Where Are You Going Where Have You Been
Published 04 May 2017
The character, thoughts and attitude of an individual are shaped by his/her self-image. Self-image can make or mar the confidence of the person. It is this self-image that is depicted in the short story “Where Are You Going, Where Have You Been?” by Joyce Carol Oates. The protagonist of the story, Connie is a teenage girl who is aware of her pretty looks and the effect, her prettiness has on other people. It is this awareness about her looks that causes trouble to Connie. Connie is pleased with the fact that boys are attracted towards her beauty and she rejoices the time she spends with boys. The confidence of Connie that she can handle the attention of the boys is jolted when she finds herself in a situation, where she is unable to control a boy who admired her beauty. The boy is Arnold Friend who appears in the story as an admirer of Connie but as the story progresses he comes across as person who harbors wicked intentions. In fact Arnold Friend is the devil in disguise, who compels Connie to yield to his impious desires.
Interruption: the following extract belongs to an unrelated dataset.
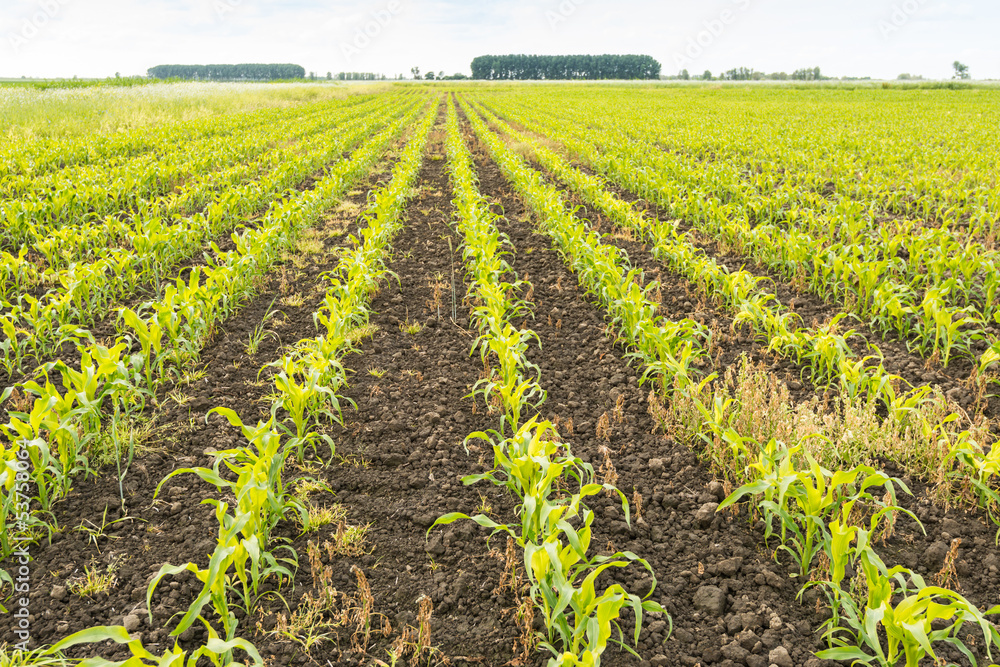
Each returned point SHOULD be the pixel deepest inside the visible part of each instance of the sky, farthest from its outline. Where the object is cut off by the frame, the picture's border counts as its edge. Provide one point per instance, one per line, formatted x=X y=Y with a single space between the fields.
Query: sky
x=876 y=38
Connie is a beautiful girl who attracts the attention of boys with her behavior. Arnold Friend is one of the persons, who is attracted towards Connie and in spite of her reluctance, forces her to come with him. Initially, Arnold is presented as a polite boy who is captivated by the beauty of Connie and wants to spend some time with her. But his true characteristics are revealed when he converses with Connie and invites her to for a ride. The first thing that points towards the fact that he is devil in disguise is his claim that he has collected all information about Connie. “I took a special interest in you, such a pretty girl, and found out all about you—like I know your parents and sister are gone somewheres and I know where and how long they’re going to be gone, and I know who you were with last night, and your best girl friend’s name is Betty. Right?” (Oates). Arnold Friend knew that Connie was alone and he wanted to take advantage of this situation. He also knew that Connie’s parents will not return soon. He selects such a time to visit Connie when she is most vulnerable. He wanted to create circumstances, owing to which Connie is forced to come along with him. He was a devil, who selected his victim and ensured that his victim had no other alternative than to act according to his desire.
To convince Connie to come with him for a ride, he lies about his age. “That’s a crazy thing to ask. Can’tcha see I’m your own age?” “Like hell you are.” “Or maybe a couple years older. I’m eighteen.” (Oates). He continues to lie about himself when he says to Connie that he loves her and will always be polite with her. “Yes, I’m your lover. You don’t know what that is but you will,” he said. “I know that too. I know all about you. But look: it’s real nice and you couldn’t ask for nobody better than me, or more polite. I always keep my word.” (Oates). He wanted Connie to believe him and accept him as her lover. For this, he tries to portray himself as a person who is most suitable to be Connie’s lover. Although he never cared about Connie’s feelings, he pretends to really love and care for her. To hide his real nature, Arnold Friend utilizes the pretense of a lover, so that he succeeds in his aim of making Connie to behave according to his will.
When Arnold Friend realizes that Connie is not convinced by his polite requests, he threatens her with dire consequences. “If the place got lit up with a fire, honey, you’d come runnin’ out into my arms, right into my arms an’ safe at home—like you knew I was your lover and’d stopped fooling around. I don’t mind a nice shy girl but I don’t like no fooling around” (Oates). He conveys his message to Connie that he is prepared to do anything to get hold of her. The devil in Arnold Friend is revealed completely when he tries to enforce his wish on Connie by intimidating her that he will harm her family members. He promises her that if she comes out of the house and goes on a ride with him then he will spare her parents and sister, “I’m the boy for you, and like I said, you come out here nice like a lady and give me your hand, and nobody else gets hurt, I mean, your nice old bald-headed daddy and your mummy and your sister in her high heels. Because listen: why bring them in this?” (Oates). He terrorizes Connie to such an extent that she succumbs to his demand and comes out of her house. Arnold Friend tries to present himself as the lover of Connie but in reality he was a devil who wanted to fulfill his evil desires.
Connie finds herself in a situation where she is forced to accept to act according to Arnold Friend’s will and this situation is created by Arnold Friend, for he was the devil in disguise. To fulfill his wish, he comes to Connie’s house when she is alone. Initially, he tries to induce her to come out of her house by presenting himself as her lover who cared about her. But when Connie refuses to come out of the house, he threatens her by telling that he will harm her family if she fails to come with him for a ride. Being a devil, Arnold Friend coerces Connie to accept his demand by creating fear in her mind. She comes out of her house, for she wanted to save her family members from the wicked and evil Arnold Friend. The manner in which Arnold Friend imposes his will on Connie proves the fact that he was a devil.
- Oates, Joyce C. Where Are You Going, Where Have You Been? Celestial Timepiece. 24 April 2009.